All the more so, when we consider that mankind has existed on Earth for millions of years less than bees, yet the waypoints of human civilisation have been marked by advances in our water storage capabilities: from stone pools, to gourds, skins, fonts, glass flasks, cisterns, tanks, aqueducts, bath tubs, canals, pipes, hydraulic sumps, reservoirs, sanitation systems and now Evian bottles.

Water Source
A Modern Water Source

There must be a reason why bees, the animal kingdom’s storage compulsives par excellence, don’t stock up on the one resource which is most precious to them. After all, humanity has tamed water, made it into a domestic amenity. Why don’t bees do the same? For example, the wax from which the bees make their comb could easily be modelled into a rudimentary storage tank for water. What’s the problem ? I’ve hatched two theories: abundance and collateral risk.
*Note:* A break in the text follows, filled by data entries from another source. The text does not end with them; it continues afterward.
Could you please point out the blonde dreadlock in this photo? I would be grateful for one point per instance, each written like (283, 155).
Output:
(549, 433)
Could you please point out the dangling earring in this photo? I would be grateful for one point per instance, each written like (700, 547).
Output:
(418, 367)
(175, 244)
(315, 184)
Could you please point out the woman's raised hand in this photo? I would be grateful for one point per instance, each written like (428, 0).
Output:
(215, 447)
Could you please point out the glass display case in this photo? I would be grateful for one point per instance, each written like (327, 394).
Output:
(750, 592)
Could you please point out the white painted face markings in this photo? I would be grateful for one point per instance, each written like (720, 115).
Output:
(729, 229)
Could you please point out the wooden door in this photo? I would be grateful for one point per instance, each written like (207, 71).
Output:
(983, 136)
Let’s take abundance first. Water is pretty ubiquitous. It covers 70% of the world’s surface, so it is reasonable to assume that bees will be mostly able to choose a hive site close to a reliable and accessible source of potable water. (See my blog post “The Age Of Aquarius”.) They don’t store it, because they’re confident that they will always be able to obtain it.

Collateral risk comes into the equation, since excessive moisture inside the hive can kill bees. In the winter cluster of bees in the hive, respiration and exertion from heat-generation create a modicum of moisture which a well-ventilated hive can deal with. However, if the moisture level rises around the warm core of bees, an evaporation effect chills the bees on the outside of the cluster. Since the cold prohibits the bees from fanning their wings to create a drying current of air, as in summertime, the clammy cold will eventually penetrate to the centre of the cluster.  Since too much water in the hive could be fatal, not storing it seems a sensible avoidance of risk.

I’m convinced that the bees would have tested the water storage concept at some stage over the last few tens of millions of years. And the evolutionary outcome has judged decisively against it. Can’t live with, can’t live without it. Perhaps the idea just didn’t hold water.